Over years several researchers have established many growth-stage specific criteria for the evaluation and selection for CT in rice [2, 68]. Evaluation of CT for rice typically takes place during seedling and booting stages [2]. Rice plants are more sensitive to cold stress at the booting stages than at the seedling stage [67]. CT at the booting stage is also more important than at the seedling stage, because CT at booting stage is critical for pollen survival, seed set, and grain filling to ensure maximal yield [8].

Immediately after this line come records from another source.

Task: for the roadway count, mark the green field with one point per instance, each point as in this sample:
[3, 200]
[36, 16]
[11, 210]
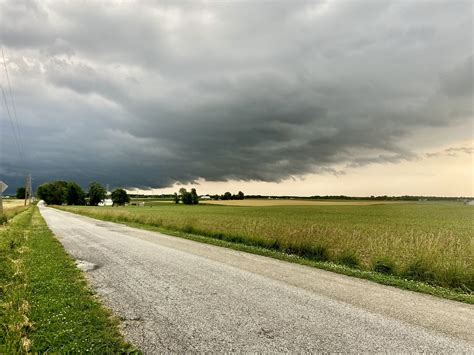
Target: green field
[429, 242]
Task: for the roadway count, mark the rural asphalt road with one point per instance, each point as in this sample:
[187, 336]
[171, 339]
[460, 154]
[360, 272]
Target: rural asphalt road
[178, 295]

To implement marker-assisted selection, genetic mapping has been widely used to identify QTLs with large effects and markers tightly linked to these QTLs over the past decades. A wide range of segregating populations derived from bi-parental crosses, including recombinant inbred lines (RILs), doubled haploid lines (DH), F2, and BC, have been developed and used for identifying QTL through linkage mapping [910]. Linkage mapping using a bi-parental population benefits from high statistical power due to many individuals sharing the identical genotype at arbitrary location, but suffers from low resolution due to the limited number of generations [11]. More than 250 QTLs for CT were identified on all 12 chromosomes using different bi-parental mapping populations and evaluation indexes [12]. Fifty-nine were QTLs for CT at booting stages and individually explained 0.8%–37.8% of the phenotypic variation [12]. Out of the 59 QTLs, only qCT8 [13], qCT7 [14] and qLTB3 [4] were fine mapped and Ctb1 [15] was cloned. An alternative QTL mapping approach is association mapping. Association mapping is based on natural population or breeding population and has high resolution due to the long recombination histories of natural populations but suffers from low power since most genotypes occur in only a few individuals [11].

To overcome the limitation of single bi-parental population in allelic diversity covered, mapping power and resolution the use of multiple crosses (MC) has recently become popular in QTL mapping. QTL analyses across populations revealed a substantially higher number of QTLs compared to the analyses of single bi-parental populations [1617]. The joint analyses also allow estimating QTL positions with higher precision [1819]. There are various designs of the MC population. The most popular one is the NAM population [2030]. NAM populations have been successfully developed to map QTLs in both allogamous such as maize [20] and sorghum [22] and autogamous such as barley [24].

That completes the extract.